In fact, the market turmoil provides an interesting study in the unease that ensues when rules are unclear and inconsistent. We often think of this as either “sinking or swimming”. As leaders we have both incentive and responsibility to provide ongoing clarity and consistency for our teams, while simultaneously encouraging risk taking and innovation. To do so requires emotional intelligence — what Daniel Goleman calls the ability to “acquire and apply knowledge from your emotions and the emotions of others” to make effective decisions in any situation.
In challenging times, one way of achieving this balance is to understand the critical role that emotions play in both perception and performance:
- Emotions affect how we respond to changing conditions as well as to one another
- Emotions are highly contagious (as Annie McKee reminds us)
When we experience negative emotions — especially fear and distress –- we tend to spiral into avoidance, paralysis or hysteria. These mindsets feed off one another, clearly inhibit productivity, and can swell to epidemic proportions if collectively embraced. As leaders, we have to be vigilant about infusing passion and positivity into everything we do if we want our teams to be focused and optimistic in turn. After all, we have large and difficult challenges to face individually and collectively — and we will need every ounce of innovation, creativity and collaborative teamwork to move forward.
As a leader, think about how are you keeping the waters calm in your organization. How can you best reward risk taking while concurrently discouraging over–zealousness? Look for the leaders amongst your teams — those that demonstrate strong emotional intelligence. Look for those who are resilient, confident and highly communicative, infusing their teams with those same qualities and energy. Look also for those who need your help. Nurture those teams’ abilities to cope with stress and negativity, and you will be rewarded with people with enhanced confidence who can deliver stronger performance and success.
Nina Nets It Out: We can learn from the current global market turbulence; key dos and don’ts are pervasive. Minimize negativity, keep your teams individually and collectively focused, and provide consistency and clarity to foster the best performance. In times like these, more than ever, we must leverage the diversity of our villages and don’t hit the panic button.
This is a great piece on the importance of understanding the role emotions play in business. You might be interested in reading a post I authored entitled “Emotional Control” which can be viewed here: http://www.n2growth.com/blog/emotional-control
Thanks for your comment and the referral to your post. Certainly a worthwhile point to keep front and center in people’s minds; especially as we find ourselves going through some difficult financial market turmoil. But, of course, the need to demonstrate emotional control does not necessitate a “tumultuous” or “unforeseen” situation. A good leader should ALWAYS maintain emotional control, regardless of the situation at hand.
Nina – really interesting post…thanks. Of course, human beings are all emotional creatures and some people are better at controlling this than others.
However the first step as a leader is raising your own self awareness about your emotions.
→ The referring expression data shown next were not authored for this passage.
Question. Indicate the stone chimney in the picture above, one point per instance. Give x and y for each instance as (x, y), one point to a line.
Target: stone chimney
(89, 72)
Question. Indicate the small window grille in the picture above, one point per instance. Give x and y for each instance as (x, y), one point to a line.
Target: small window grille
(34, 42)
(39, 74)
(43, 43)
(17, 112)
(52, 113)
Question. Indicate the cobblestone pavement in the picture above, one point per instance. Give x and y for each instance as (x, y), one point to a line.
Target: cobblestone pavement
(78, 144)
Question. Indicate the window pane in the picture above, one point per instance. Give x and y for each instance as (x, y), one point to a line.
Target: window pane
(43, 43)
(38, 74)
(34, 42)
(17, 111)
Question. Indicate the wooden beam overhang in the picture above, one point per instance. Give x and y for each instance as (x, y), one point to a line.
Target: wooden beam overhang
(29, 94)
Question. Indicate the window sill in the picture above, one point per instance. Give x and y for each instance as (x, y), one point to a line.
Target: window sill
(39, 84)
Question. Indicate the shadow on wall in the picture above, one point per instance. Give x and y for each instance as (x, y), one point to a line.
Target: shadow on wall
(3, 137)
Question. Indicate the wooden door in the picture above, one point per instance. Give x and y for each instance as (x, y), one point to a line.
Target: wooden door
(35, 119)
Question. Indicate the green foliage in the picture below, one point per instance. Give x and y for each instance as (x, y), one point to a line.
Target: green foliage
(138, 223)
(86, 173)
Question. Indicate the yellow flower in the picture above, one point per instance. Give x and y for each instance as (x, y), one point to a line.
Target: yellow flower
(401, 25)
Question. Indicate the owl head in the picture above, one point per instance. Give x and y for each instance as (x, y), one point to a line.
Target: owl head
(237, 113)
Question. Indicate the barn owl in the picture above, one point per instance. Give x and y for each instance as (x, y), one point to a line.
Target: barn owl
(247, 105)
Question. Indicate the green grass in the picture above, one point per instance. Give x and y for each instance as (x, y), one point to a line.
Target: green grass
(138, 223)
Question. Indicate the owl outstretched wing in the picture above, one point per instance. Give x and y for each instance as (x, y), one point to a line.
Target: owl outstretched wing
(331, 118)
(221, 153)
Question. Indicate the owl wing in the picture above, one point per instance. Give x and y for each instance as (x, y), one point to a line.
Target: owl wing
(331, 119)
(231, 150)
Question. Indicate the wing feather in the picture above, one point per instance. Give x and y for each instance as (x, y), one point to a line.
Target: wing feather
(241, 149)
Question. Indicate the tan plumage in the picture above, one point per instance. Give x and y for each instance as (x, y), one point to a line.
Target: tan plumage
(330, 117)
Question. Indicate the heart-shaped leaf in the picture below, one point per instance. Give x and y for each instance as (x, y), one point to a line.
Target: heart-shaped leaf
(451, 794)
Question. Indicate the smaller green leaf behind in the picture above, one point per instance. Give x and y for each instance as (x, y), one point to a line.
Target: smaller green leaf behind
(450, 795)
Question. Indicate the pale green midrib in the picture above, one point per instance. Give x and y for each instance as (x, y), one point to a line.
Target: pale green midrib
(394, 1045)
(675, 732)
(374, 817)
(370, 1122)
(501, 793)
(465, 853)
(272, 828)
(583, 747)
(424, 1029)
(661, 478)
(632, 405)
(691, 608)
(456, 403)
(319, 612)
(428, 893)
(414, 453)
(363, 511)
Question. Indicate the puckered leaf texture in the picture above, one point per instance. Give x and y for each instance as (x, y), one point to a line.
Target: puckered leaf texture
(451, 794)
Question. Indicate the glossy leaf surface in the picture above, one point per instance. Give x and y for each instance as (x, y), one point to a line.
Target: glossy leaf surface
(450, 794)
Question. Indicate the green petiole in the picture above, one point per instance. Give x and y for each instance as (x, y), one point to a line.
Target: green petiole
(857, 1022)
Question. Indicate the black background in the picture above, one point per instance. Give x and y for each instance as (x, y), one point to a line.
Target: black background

What or who ‘pushes your button’? How does it make you feel inside? Once you have some insights into this then for me it is the first step to developing yourself into an effective and emotionally intelligent leader.
How right you are! Some folks are better at this than others, but truly effective leaders MUST find a way to be good at this very important aspect. So much interpersonal communication is based on emotions and, as such, clear communication [with emotions in check] is critical to a leader’s ability to lead and garner respect.